The prevention of 14 Israeli tourists from disembarking from their Norwegian cruise ship in Tunisia was because they didn’t have visas and had nothing to do with politics, according to Tunisia’s new tourism minister.
Tunisian authorities stopped the Israelis from leaving a Norwegian Cruise Line ship last week, prompting the company to accuse Tunisia of discrimination and cancel future stops in Tunisia.
The Anti-Defamation League (ADL) had praised Norwegian Cruise Line for its “courageous and responsible” decision.
“Like all countries in the world, there are procedures that have to be followed to get visas or entry permissions, which have nothing to do with certain nationalities,” Tourism Minister Amel Karboul told journalists. “We are a welcoming and tolerant country, but we are also a country of law.”
Tourism is a key industry in Tunisia and makes up 7.5 percent of its gross domestic product. In the aftermath of its 2011 revolution, however, tourists stayed away amid the unrest, strikes and terrorist attacks.

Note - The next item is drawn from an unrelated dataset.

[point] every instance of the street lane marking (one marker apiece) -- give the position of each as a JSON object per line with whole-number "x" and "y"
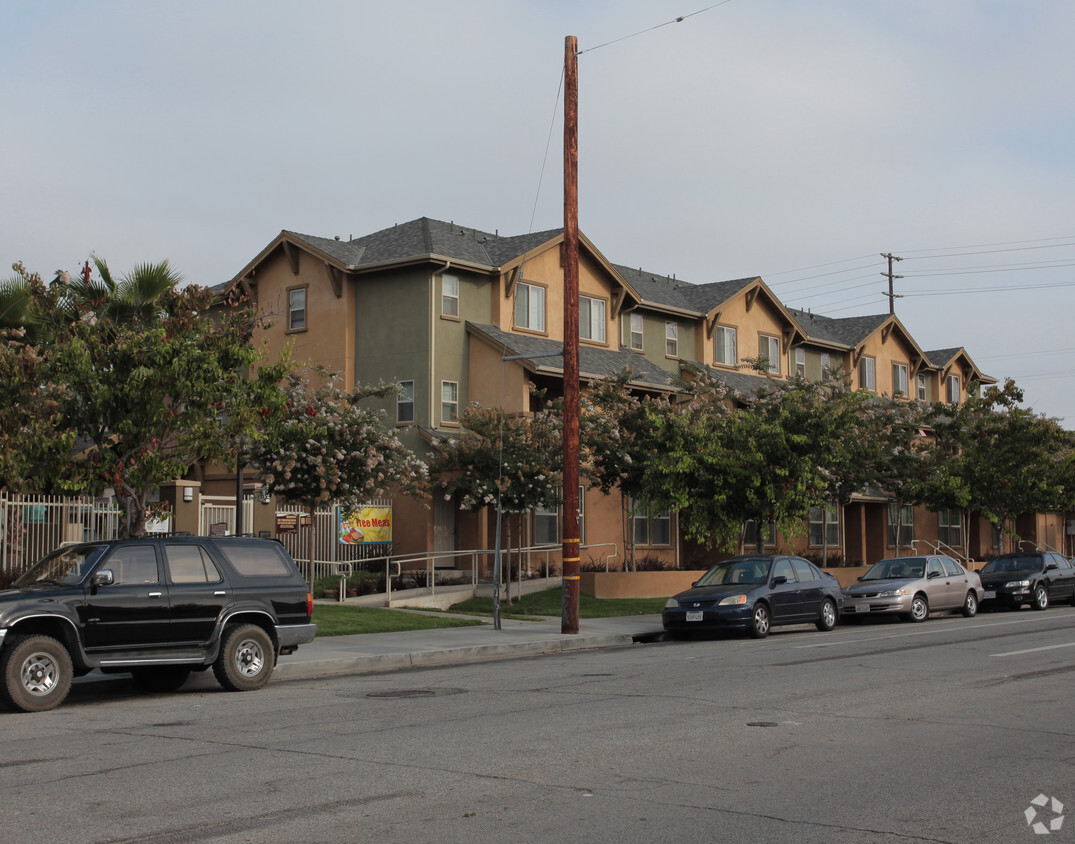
{"x": 1033, "y": 649}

After three years, the number of arrivals is only just beginning to approach the levels of 2010. Karboul expressed her hope that 2014 would see 7 million tourists, up from the 6.2 million last year.
Arrivals in the first two months of the year have been good and she expressed high hope that there would be a flood of Jewish and Israeli visitors for the annual pilgrimage to the ancient synagogue of Djerba in mid-May.
The first woman to hold the tourism portfolio, Karboul was initially criticized upon taking the job when it was discovered she had transited through Israel once on a flight. Prime Minister Mehdi Jomaa, however, stood by her.